50音はアで始まる、アルファベットもAで始まる。洋の東西を問わず始まりの音はアなのです。
 
 全ての始まり、全てを生み出す音ですから、私たちは生まれてくるときに産声で「アー」と言ってうまれてきます。
日本では「オギャー」と書きますが、実際は「ア」に近い音です。私は大日如来様から命をいただいて生まれてきましたよ、と宣言しているのです。
 
 これが「ア字の子が ア字のふるさと立ち出でて」です。驚いた時に思わず「ア!」と声を上げますし、足を踏まれたら痛いの前にアを付けて「あいた!」と言ってしまいます。始まりの音であるアがまず出てしまうのです。

 そしてこの世の命を終えてた時、「また立ち還る ア字のふるさと」と、大日如来様のもとへと帰っていくのです。

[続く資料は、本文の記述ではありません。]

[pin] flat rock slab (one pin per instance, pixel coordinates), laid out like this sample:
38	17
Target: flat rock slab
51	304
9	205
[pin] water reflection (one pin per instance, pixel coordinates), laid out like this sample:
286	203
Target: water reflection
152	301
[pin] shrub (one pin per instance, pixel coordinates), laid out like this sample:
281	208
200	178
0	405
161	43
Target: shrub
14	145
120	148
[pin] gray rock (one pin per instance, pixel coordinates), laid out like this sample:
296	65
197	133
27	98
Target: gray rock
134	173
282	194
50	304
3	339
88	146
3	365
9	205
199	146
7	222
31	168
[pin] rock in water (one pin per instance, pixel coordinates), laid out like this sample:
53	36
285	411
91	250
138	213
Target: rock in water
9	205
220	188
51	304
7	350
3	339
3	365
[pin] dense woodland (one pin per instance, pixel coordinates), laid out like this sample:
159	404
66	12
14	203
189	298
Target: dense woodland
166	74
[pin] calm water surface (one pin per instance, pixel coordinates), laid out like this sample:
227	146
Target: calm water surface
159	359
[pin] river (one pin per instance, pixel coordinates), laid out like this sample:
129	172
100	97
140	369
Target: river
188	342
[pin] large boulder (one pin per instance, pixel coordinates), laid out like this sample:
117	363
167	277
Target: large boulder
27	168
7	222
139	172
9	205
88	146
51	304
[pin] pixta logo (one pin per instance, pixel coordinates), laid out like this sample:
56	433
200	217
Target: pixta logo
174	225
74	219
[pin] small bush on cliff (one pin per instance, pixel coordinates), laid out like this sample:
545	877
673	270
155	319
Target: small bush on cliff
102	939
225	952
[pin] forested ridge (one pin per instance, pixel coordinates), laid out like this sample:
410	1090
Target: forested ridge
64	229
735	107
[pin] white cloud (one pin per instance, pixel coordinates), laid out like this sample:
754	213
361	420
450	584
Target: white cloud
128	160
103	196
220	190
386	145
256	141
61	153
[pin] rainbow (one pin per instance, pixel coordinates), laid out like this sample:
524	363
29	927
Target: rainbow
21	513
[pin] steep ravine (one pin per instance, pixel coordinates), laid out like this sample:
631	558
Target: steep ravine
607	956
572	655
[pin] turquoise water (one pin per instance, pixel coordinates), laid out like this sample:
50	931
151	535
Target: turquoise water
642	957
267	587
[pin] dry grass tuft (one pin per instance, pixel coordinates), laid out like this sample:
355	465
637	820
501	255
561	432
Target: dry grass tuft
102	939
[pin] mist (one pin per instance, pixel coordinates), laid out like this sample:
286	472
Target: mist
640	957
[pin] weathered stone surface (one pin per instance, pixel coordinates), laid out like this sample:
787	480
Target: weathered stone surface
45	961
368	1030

 自分の命がどこから来てどこに帰るのかがわからないと不安です。旅行に出ても、帰る家があるから安心して出られますよね。帰る場所が無かったら放浪になってしまいます。

 私たちは仏様の命をいただいてこの世に生まれ、また仏の世界へと帰らせていただけるということを、この歌は教えてくださっています。